Farley contended Maloney hasn't brought home enough money and resources for the district — which stretches across Orange and Putnam counties and portions of Dutchess and Westchester counties.
Farley even blasted the Republicans' tax reforms approved in 2017 that put a $10,000 cap on state and local income-tax deductions, which can hurt wealthy residents in the district.
Democrats, in particular Gov.
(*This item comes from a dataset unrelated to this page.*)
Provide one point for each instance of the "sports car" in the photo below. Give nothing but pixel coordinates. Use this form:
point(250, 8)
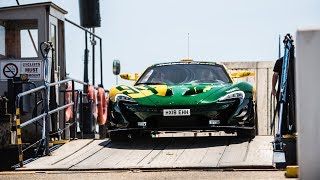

Andrew Cuomo, have knocked the measure, and some Republicans from New York did vote against it in 2017. Maloney voted no on the tax reform bill, too.
"I will go down to Washington and make sure we negotiate a better deal," Farley said. "It's ridiculous that we have a $10,000 cap on state and local tax deductions when the average property tax bill in Westchester is close to $18,000 a year."
In a statement, Maloney didn't address Farley's entry into the race.
"The folks I work for want someone focused on solving their problems," he said. "There will be plenty of time to worry about politics next year."
Maloney, 52, has won election to the congressional seat three times in a district with about 28,000 more Democrats than Republicans.
Still, the district has been viewed as a swing one in New York.
Maloney won last year 55 percent to 45 percent over Republican James O'Donnell, but President Trump narrowly won the district over Hillary Clinton.
Maloney ran for re-election last year after losing in a Democratic primary for attorney general.
Farley lost statewide to Gillibrand by 67 percent to 33 percent as Democrats romped across New York in 2016.
Farley, 51, is a graduate of Stanford University with two engineering degrees, and she worked on Wall Street for UBS Capital and Goldman Sachs before founding Mistral Capital International, a private equity investment firm.
She is married to Richard Farley, a lawyer, and is helping raise his sons.